UPDATED 11:41 AM PT — Tuesday, December 3, 2019
Congress’ attempt to crackdown on the country’s sex trafficking crisis may have unintentionally caused bigger issues. That’s according to California Rep. Ro Khanna, who said he would be introducing legislation to study the impact of some recently enacted sex trafficking laws.
The Stop Enabling Sex Traffickers Act and Allow States and Victims to Fight Online Sex Trafficking Act made it illegal to knowingly assist or facilitate sex traffickers. However, the bipartisan bills have reportedly been counterproductive as critics on the right say it suppresses free speech and activists on the left argue the laws enable sex traffickers.
Some say the 2018 legislation allows criminals to fly under the radar when committing these heinous crimes, and also undermines the First Amendment by making it harder for the sex industry to vet their clients.
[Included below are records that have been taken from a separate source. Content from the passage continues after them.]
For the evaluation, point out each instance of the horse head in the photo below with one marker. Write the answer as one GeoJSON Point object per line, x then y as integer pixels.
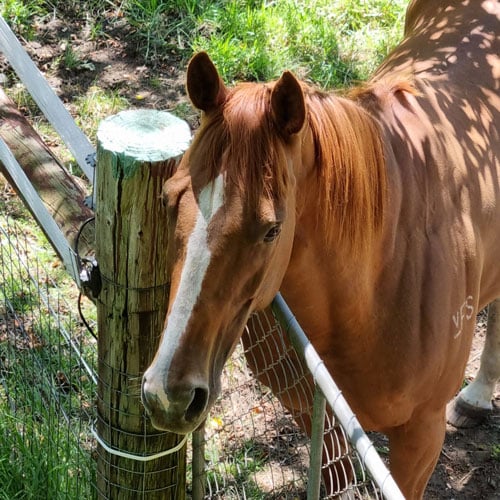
{"type": "Point", "coordinates": [231, 221]}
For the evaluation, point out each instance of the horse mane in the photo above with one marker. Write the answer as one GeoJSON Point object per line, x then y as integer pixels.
{"type": "Point", "coordinates": [351, 169]}
{"type": "Point", "coordinates": [349, 157]}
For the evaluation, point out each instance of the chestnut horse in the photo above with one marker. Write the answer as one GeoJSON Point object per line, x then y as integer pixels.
{"type": "Point", "coordinates": [376, 215]}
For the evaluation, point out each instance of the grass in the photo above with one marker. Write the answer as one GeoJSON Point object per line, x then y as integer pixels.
{"type": "Point", "coordinates": [332, 43]}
“You have to remember sex traffickers, unfortunately, are an advanced criminal network — they operate like a business,” said Rania Mankarious, CEO of Houston Crime Stoppers. “Attacking you in the middle of broad daylight or doing something to your vehicle to end up abducting you — it’s just not something we’re seeing.”
For those reasons, experts say the laws should equip those against sex trafficking with the necessary tools to combat the epidemic.
“As long as people are fixated on that’s their idea of what trafficking looks like or abductions look like, they’re missing the real risks which is children being targeted online, preyed upon online, and stalked online and lured away very strategically,” Mankarious explained.
If passed, Rep. Khanna says his proposal would commission the National Institutes of Health to study the aftermath caused by the bills.